Hampton Research

RAMC 1997 Round Table Notes

Organized by Bob Cudney and Allan D'Arcy
Location: Le Bischenberg, France

Production of glycoproteins with predefined glycosylation

During the RAMC 97 Meeting there was discussion about the production of glycoproteins with predefined glycosylation. Annie Hassell provided the following reference after the meeting: Davis, SJ, Puklavec, MJ, Ashford, DA, Harlos, K, Jones, EY, Stuart, DI, & Williams AF. Expression of soluble recombinant glycoproteins with predefined glycosylation: application to the crystallization of the T-cell glycoprotein CD-2. Protein Engineering 6: 229-232 (1993).

Filter the protein

People who prefer to filter the protein sample prior to crystallization experiments suggest trying one of the following: 300 kD, 0.02 micron, 0.1 micron, or 0.2 micron filters.

Looking for new additives to try?

Looking for new additives to try? Iodoacetic acid, iodoacetamide, and trifluoroethanol.

Polyamines

When using polyamines for RNA and DNA crystallization keep in mind that polyamines effect both sample solubility and crystal quality.

Agarase

Try using agarase to dissolve agarose gels when growing crystals in agarose gels.

Hydrophobic protein

When working with a hydrophobic protein add the detergent during the purification procedure. Also try adding sodium chloride along with the detergent during purification.

His tags

His tags were discussed again. It appears there is no consensus on whether to leave the tail on or chop it off. Everyone seemed to agree to leave the His tag one, try a screen and if no crystals are obtained, chop off the His tag and repeat the screen.

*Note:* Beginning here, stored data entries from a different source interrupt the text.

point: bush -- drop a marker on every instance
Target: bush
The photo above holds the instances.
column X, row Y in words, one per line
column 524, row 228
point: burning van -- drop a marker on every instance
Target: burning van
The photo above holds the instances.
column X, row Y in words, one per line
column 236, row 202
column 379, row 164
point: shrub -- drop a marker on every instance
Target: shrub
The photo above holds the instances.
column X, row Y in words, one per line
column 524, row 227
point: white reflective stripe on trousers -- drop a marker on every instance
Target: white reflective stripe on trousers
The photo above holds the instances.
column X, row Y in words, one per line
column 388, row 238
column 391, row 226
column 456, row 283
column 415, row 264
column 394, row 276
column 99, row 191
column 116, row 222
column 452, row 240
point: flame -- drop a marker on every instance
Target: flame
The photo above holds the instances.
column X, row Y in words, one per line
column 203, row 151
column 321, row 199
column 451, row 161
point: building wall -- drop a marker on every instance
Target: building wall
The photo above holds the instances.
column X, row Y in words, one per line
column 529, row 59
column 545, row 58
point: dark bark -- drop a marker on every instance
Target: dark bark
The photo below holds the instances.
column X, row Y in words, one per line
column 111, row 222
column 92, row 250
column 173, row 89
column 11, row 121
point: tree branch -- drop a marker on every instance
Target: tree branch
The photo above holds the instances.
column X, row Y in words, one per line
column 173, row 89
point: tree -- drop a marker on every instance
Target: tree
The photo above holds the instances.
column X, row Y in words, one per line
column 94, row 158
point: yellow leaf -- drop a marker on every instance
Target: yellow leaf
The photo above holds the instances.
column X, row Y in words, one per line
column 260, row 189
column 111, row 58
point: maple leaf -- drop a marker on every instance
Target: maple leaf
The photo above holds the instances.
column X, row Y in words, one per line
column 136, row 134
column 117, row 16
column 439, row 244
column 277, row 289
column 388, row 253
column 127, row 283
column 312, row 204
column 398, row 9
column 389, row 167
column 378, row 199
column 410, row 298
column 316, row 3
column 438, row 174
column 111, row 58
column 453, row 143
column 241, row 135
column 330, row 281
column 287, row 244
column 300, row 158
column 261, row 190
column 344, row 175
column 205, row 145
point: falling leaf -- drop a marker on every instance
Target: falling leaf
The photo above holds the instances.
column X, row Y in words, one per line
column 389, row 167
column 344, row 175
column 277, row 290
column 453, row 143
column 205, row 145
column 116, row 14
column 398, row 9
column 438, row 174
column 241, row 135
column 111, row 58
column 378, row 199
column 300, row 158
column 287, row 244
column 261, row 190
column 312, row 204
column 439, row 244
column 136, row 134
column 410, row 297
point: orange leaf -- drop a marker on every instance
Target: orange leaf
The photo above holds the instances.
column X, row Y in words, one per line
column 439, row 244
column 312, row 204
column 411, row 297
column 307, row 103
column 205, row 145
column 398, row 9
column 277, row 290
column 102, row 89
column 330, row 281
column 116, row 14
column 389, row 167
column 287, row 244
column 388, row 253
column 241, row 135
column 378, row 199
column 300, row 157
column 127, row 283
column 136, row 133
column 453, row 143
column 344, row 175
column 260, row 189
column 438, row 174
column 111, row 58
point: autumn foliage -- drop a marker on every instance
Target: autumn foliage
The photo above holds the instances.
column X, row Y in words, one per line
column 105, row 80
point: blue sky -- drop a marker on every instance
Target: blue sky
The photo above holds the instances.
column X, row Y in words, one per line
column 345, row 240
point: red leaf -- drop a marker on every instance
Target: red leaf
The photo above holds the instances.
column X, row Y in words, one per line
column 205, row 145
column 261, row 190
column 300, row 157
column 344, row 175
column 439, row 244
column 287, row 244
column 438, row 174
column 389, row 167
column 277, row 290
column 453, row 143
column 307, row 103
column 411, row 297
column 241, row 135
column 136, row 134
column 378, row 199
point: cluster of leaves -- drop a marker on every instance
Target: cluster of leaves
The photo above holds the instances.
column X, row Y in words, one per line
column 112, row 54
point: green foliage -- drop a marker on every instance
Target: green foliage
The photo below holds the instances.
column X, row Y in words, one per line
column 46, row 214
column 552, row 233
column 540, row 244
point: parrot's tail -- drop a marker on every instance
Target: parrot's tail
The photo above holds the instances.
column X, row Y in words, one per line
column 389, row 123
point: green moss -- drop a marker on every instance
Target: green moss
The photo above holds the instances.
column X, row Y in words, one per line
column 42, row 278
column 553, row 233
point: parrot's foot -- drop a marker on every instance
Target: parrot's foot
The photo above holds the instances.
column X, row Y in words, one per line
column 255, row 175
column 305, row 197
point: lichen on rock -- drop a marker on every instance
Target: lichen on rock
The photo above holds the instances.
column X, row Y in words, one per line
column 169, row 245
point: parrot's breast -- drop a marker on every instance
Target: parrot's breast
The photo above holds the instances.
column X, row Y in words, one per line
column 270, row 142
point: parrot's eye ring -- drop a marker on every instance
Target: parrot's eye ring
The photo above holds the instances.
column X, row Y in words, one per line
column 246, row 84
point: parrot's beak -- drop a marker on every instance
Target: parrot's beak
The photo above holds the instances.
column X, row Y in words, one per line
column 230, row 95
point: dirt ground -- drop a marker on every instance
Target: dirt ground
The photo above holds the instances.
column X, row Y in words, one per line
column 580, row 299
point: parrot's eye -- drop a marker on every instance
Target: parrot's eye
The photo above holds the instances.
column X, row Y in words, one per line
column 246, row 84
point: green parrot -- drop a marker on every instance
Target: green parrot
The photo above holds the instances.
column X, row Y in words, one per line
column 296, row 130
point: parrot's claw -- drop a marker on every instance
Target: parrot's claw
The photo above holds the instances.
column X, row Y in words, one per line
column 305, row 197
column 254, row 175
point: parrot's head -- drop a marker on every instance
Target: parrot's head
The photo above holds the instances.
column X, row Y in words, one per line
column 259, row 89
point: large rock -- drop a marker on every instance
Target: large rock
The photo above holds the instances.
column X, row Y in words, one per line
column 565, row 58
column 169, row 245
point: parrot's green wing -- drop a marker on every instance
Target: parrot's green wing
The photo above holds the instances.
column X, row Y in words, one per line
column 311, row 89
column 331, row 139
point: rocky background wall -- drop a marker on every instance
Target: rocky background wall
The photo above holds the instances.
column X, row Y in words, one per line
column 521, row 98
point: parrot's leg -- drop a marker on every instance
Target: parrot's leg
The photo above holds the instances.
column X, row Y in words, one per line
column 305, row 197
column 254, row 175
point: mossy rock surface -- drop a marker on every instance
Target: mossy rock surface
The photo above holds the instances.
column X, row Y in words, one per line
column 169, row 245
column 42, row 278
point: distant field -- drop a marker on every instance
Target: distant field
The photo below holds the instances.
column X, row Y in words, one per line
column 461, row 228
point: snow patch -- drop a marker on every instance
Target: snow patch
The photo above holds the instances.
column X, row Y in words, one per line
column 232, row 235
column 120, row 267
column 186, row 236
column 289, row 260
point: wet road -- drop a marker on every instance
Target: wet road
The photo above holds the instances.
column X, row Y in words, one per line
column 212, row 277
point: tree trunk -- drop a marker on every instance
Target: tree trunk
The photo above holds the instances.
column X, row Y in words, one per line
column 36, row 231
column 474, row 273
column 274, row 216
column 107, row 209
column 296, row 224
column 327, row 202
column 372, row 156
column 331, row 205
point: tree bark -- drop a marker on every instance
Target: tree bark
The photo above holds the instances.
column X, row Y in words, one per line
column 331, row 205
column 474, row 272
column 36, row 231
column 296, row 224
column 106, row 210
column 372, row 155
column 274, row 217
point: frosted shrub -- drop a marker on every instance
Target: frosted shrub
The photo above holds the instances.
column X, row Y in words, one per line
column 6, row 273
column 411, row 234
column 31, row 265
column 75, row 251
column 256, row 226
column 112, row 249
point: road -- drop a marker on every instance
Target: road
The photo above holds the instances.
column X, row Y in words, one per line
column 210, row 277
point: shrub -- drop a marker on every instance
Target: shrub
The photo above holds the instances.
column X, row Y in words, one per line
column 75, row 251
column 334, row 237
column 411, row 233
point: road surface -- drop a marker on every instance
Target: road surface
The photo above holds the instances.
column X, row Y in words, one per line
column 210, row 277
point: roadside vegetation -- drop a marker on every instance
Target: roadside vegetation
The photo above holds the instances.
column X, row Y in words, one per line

Another crystallization variable

Try a variety of buffers effective at the same pH when optimizing crystallization conditions since sometimes the buffer will bind the protein or the buffer may prevent a desired ligand from binding.

Cryo Tips

Experiencing and increase in mosaic spread? Try optimizing the cryoprotectant conditions, try optimizing the crystallization reagent, consider the speed of transfer, the speed of freezing, and the size of the crystal as variables.

Block the cryostream for a few seconds or even minutes to remove ice when you have poor cryo conditions.

Ice on crystal in cryostream? Poor liquid nitrogen onto crystal in cryostream.

Best temperature

What is the best temperature for sample storage? Try an ammonium sulfate precipitation and store at 4°C. When ready to set up sample, spin and resuspend in the crystallization buffer. Others suggest flash freezing in liquid nitrogen and then freezing the sample at -80°C.

Additive

Try beta-mercaptoethanol as a crystallization additive.

Cryoprotectant

Note that 50% v/v glycerol is required as a cryoprotectant in 0.2 M magnesium formate.

Different host cells

Try different host cells in a bauculovirus system to see different levels of glycosylation. Or use inhibitors to prevent glycosylation. Or remove the glycosylation for enzymes.